Continuons sur le nouveau venu dans la catastrophe.
Chypre : il manque 17 milliards pour un PIB de 17 milliards
Bon, je sais, déjà il faut regarder sur la carte pour savoir où ça se trouve ce caillou. Chypre avance pour sa défense que ses difficultés sont liées à la restructuration de la dette grecque. Ce n’est pas totalement faux, mais ce n’est pas vraiment vrai non plus !! Les banques chypriotes, qui sont au cœur des pertes de l’île, ont fait quelques petites bêtises de gestion. Mais ce n’est pas grave. Il est normal que le peuple chypriote paie pour les errements de quelques banques. Après tout, il n’y a pas d’autre alternative. Il faut sauver le soldat banquier et ses super bonus. Comme Chypre c’est tout petit, les Chypriotes n’y suffiront pas. Donc nous, les Européens, nous allons devoir intervenir. Et c’est ainsi que la France finira par mettre au pot pour sauver Chypre et ses banquiers. Comme la France c’est nous… eh bien il va falloir que l’on prépare nos chéquiers.
Mais le gouvernement nous expliquera que les nouveaux impôts seront « JUSTES ». C’est l’essentiel, fermez le banc.

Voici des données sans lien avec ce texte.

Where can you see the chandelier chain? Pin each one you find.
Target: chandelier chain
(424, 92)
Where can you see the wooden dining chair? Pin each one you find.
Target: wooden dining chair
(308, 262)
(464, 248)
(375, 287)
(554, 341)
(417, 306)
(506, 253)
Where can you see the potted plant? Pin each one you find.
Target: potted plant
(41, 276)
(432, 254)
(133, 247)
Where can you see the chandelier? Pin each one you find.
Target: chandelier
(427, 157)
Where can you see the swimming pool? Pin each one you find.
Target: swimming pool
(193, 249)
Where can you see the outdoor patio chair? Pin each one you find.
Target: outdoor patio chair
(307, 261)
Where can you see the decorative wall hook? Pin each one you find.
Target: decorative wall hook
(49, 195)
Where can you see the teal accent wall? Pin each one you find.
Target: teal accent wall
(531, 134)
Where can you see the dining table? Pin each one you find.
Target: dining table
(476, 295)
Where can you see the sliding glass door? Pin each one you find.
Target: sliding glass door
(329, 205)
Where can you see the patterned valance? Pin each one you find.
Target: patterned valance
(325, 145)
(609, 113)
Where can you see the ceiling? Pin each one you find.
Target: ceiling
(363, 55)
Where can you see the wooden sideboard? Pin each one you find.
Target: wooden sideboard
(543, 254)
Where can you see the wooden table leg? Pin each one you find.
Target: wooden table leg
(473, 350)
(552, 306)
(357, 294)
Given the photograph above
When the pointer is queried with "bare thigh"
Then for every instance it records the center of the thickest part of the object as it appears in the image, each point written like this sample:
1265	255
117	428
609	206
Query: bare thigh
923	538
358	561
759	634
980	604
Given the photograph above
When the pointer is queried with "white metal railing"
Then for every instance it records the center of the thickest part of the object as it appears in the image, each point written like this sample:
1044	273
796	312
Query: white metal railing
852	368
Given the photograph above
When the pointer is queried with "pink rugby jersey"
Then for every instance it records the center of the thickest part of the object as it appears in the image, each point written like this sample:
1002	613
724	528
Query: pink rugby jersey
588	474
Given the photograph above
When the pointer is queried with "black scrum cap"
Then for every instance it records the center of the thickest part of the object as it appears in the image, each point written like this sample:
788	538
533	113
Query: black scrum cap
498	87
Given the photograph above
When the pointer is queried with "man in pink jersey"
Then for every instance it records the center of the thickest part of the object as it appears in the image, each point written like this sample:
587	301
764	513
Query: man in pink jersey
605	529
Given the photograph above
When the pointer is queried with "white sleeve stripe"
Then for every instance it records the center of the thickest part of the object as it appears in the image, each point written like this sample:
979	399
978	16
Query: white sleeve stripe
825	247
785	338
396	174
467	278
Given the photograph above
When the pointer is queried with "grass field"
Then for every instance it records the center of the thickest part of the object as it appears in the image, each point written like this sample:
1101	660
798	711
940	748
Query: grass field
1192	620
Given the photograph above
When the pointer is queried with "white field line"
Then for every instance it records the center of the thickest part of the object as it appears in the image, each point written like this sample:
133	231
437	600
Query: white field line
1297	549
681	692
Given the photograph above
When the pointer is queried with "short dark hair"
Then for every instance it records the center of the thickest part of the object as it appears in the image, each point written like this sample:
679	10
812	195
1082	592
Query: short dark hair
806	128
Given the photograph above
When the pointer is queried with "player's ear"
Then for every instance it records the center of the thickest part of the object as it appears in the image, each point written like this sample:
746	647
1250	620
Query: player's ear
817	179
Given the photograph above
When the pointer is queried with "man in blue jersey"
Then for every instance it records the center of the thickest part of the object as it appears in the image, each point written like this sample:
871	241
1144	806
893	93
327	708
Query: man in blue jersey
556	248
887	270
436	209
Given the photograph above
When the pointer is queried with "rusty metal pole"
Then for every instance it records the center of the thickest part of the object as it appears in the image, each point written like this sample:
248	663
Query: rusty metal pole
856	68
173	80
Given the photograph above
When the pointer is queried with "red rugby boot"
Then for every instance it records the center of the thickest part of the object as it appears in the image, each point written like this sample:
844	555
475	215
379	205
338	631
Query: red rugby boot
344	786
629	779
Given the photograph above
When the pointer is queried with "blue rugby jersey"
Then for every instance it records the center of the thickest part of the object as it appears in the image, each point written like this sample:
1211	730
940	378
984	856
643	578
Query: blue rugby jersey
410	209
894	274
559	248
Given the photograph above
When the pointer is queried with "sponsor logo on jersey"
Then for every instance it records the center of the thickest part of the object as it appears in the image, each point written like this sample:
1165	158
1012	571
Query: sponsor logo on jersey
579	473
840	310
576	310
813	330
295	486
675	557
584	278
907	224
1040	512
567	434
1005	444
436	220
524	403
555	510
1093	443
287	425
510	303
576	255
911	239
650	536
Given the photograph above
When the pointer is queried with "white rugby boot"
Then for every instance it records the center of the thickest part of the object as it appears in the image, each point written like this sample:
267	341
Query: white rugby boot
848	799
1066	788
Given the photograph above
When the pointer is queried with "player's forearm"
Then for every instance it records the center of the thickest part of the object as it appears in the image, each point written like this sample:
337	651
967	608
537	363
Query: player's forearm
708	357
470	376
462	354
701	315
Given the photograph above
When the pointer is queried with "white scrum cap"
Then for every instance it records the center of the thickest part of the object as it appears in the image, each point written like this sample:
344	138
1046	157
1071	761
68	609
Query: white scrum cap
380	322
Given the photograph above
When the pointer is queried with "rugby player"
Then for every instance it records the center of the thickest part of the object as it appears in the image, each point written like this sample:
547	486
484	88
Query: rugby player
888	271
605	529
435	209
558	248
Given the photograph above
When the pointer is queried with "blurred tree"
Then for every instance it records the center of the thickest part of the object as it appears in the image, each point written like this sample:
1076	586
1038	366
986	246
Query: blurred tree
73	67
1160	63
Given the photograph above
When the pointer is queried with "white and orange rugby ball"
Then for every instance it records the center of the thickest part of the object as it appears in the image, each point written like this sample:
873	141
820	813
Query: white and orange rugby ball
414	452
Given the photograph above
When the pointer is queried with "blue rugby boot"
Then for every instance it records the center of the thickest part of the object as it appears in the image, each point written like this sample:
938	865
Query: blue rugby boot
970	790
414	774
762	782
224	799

Chypre se dit victime de la restructuration de la dette grecque, Merkel juge problématique un sauvetage de Nicosie
Pour le porte-parole du gouvernement chypriote Stefanos Stefanou : « Nous n’avons jamais sollicité un traitement de faveur. » « Ce que nous demandons, c’est un geste de solidarité – le principe de base de l’Union européenne – envers un pays victime de la décision européenne de restructurer les banques grecques. » Oui mais enfin, c’est un geste à 17 milliards d’euros… et ce sont des sous que nous n’avons pas. Remarquez, on n’est plus à 17 milliards d’euros près. A priori les Allemands ne sont pas d’accord (comme d’habitude) et finiront par accepter (comme d’habitude) après que le peuple chypriote se soit fait laminer (comme d’habitude). Mais bon, ils sont comme les Grecs, comme les Espagnols et les Italiens, ils l’ont bien cherché quand même. Bien fait pour eux.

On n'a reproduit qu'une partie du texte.